The discovery of major irregularities in the delivery of Centrally sponsored insurance and health schemes for farmers and artisans by ICICI Lombard GIC Ltd. suggests poor supervision of key welfare programmes intended for the rural poor is leading to the ‘direct cash transfer’ of money from the exchequer to private insurance companies.

Departmental inquiries have established that ICICI Lombard — India’s largest private sector insurance company — floated ghost beneficiaries under various welfare schemes of the Textiles Ministry, the Rashtriya Swasthya Bima Yojana (RSBY) and the Weather Based Crop Insurance Scheme (WBCIS) of the Agriculture Ministry. The losses, though not yet fully computed, are believed to run into crores of rupees.

The Textiles Ministry has already directed ICICI Lombard to settle claims and return the premiums that had been paid by the government for a large number of bogus beneficiaries.

ICICI Lombard was awarded a contract to implement various government schemes, including the Rajiv Gandhi Shilpi Swasthya Bima Yojana (RGSSBY), the Comprehensive Health Insurance Scheme (HIS), the RSBY and the WBCIS, following a competitive bidding process.

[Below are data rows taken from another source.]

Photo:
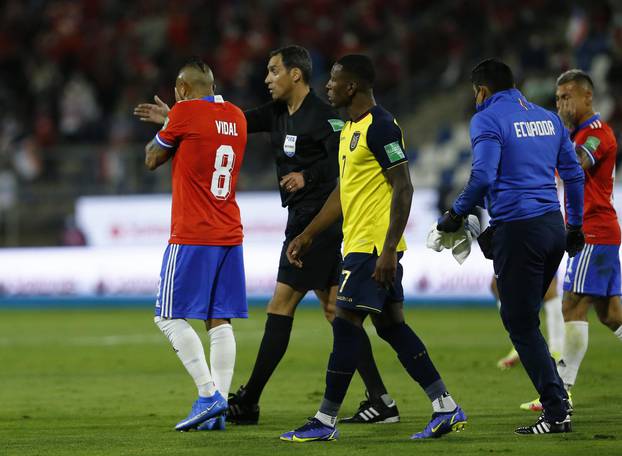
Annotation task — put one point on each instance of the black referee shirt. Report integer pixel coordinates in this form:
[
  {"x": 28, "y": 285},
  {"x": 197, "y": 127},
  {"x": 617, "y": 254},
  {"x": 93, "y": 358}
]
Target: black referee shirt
[{"x": 306, "y": 141}]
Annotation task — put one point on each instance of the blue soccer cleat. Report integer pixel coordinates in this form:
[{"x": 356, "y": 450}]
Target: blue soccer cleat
[
  {"x": 202, "y": 410},
  {"x": 441, "y": 424},
  {"x": 216, "y": 423},
  {"x": 313, "y": 431}
]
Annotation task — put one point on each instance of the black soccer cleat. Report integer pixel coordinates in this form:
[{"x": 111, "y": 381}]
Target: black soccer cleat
[
  {"x": 376, "y": 412},
  {"x": 240, "y": 411},
  {"x": 544, "y": 427}
]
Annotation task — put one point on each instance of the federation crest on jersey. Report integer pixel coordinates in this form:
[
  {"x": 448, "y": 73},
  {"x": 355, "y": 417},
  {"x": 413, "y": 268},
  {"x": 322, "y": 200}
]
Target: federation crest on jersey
[
  {"x": 289, "y": 146},
  {"x": 355, "y": 140}
]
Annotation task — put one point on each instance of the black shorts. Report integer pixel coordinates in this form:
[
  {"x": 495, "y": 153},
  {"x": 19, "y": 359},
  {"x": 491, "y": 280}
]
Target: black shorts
[
  {"x": 358, "y": 290},
  {"x": 321, "y": 264}
]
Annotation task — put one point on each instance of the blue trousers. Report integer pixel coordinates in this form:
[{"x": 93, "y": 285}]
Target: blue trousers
[{"x": 526, "y": 255}]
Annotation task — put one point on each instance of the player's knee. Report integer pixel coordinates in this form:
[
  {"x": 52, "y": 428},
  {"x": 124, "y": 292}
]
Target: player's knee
[
  {"x": 610, "y": 321},
  {"x": 281, "y": 307},
  {"x": 386, "y": 330}
]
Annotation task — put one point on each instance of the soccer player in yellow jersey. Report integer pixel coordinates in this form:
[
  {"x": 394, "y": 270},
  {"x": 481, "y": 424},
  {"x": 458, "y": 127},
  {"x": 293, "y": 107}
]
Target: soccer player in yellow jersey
[{"x": 374, "y": 196}]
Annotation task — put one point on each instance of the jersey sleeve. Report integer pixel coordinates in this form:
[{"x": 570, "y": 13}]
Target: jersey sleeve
[
  {"x": 175, "y": 126},
  {"x": 596, "y": 145},
  {"x": 573, "y": 176},
  {"x": 386, "y": 142},
  {"x": 486, "y": 141},
  {"x": 259, "y": 119}
]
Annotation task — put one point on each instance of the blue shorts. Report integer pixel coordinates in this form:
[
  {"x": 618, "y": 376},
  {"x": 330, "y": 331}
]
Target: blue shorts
[
  {"x": 202, "y": 282},
  {"x": 595, "y": 271},
  {"x": 358, "y": 290}
]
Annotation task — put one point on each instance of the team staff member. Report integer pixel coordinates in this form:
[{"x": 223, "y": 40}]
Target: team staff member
[
  {"x": 517, "y": 146},
  {"x": 304, "y": 137}
]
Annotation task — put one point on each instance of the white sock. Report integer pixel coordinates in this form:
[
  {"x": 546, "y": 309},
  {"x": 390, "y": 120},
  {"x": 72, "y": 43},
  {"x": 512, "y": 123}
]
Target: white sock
[
  {"x": 187, "y": 344},
  {"x": 444, "y": 403},
  {"x": 328, "y": 420},
  {"x": 575, "y": 346},
  {"x": 222, "y": 356},
  {"x": 555, "y": 324}
]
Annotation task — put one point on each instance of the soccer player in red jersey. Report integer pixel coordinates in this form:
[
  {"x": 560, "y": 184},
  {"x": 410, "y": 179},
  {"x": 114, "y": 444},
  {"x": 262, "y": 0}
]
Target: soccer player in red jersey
[
  {"x": 202, "y": 274},
  {"x": 593, "y": 276}
]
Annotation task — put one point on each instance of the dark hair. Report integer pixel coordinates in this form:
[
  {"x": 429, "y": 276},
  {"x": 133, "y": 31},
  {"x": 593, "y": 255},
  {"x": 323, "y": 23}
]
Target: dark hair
[
  {"x": 494, "y": 74},
  {"x": 360, "y": 66},
  {"x": 197, "y": 63},
  {"x": 296, "y": 57},
  {"x": 575, "y": 75}
]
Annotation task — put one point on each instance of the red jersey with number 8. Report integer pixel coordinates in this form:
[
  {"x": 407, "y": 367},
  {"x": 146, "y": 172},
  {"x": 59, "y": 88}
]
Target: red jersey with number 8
[
  {"x": 600, "y": 221},
  {"x": 208, "y": 136}
]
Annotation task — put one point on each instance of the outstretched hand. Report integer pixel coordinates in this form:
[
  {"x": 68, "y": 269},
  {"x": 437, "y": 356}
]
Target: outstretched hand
[{"x": 150, "y": 112}]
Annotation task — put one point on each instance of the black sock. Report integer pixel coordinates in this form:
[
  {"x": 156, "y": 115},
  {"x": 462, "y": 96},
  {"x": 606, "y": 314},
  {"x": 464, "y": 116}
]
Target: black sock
[
  {"x": 273, "y": 347},
  {"x": 412, "y": 354},
  {"x": 341, "y": 364},
  {"x": 369, "y": 371}
]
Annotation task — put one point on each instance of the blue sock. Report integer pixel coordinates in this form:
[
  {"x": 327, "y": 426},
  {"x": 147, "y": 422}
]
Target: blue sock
[
  {"x": 341, "y": 364},
  {"x": 414, "y": 357}
]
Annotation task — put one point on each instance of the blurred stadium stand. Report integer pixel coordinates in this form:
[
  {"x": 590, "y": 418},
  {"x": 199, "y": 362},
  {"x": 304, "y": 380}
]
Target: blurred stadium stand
[{"x": 71, "y": 71}]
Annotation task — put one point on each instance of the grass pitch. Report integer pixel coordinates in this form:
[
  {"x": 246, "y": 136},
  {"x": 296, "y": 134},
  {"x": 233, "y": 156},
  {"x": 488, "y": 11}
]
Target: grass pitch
[{"x": 105, "y": 382}]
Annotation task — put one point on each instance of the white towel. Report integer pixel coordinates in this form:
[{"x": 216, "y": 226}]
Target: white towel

Under these schemes, 75-90 per cent of the premium is paid by the Central government, and the balance by the beneficiaries; in some cases, the beneficiary share is paid by the State governments. Eligible individuals are identified by ICICI Lombard and are certified by the government. As per policy guidelines, the implementing agency, ICICI Lombard in this case, was given a target of enrolling a minimum number of people within a year. It becomes important for the agency to achieve the target to make it eligible and competitive for next year’s bidding process.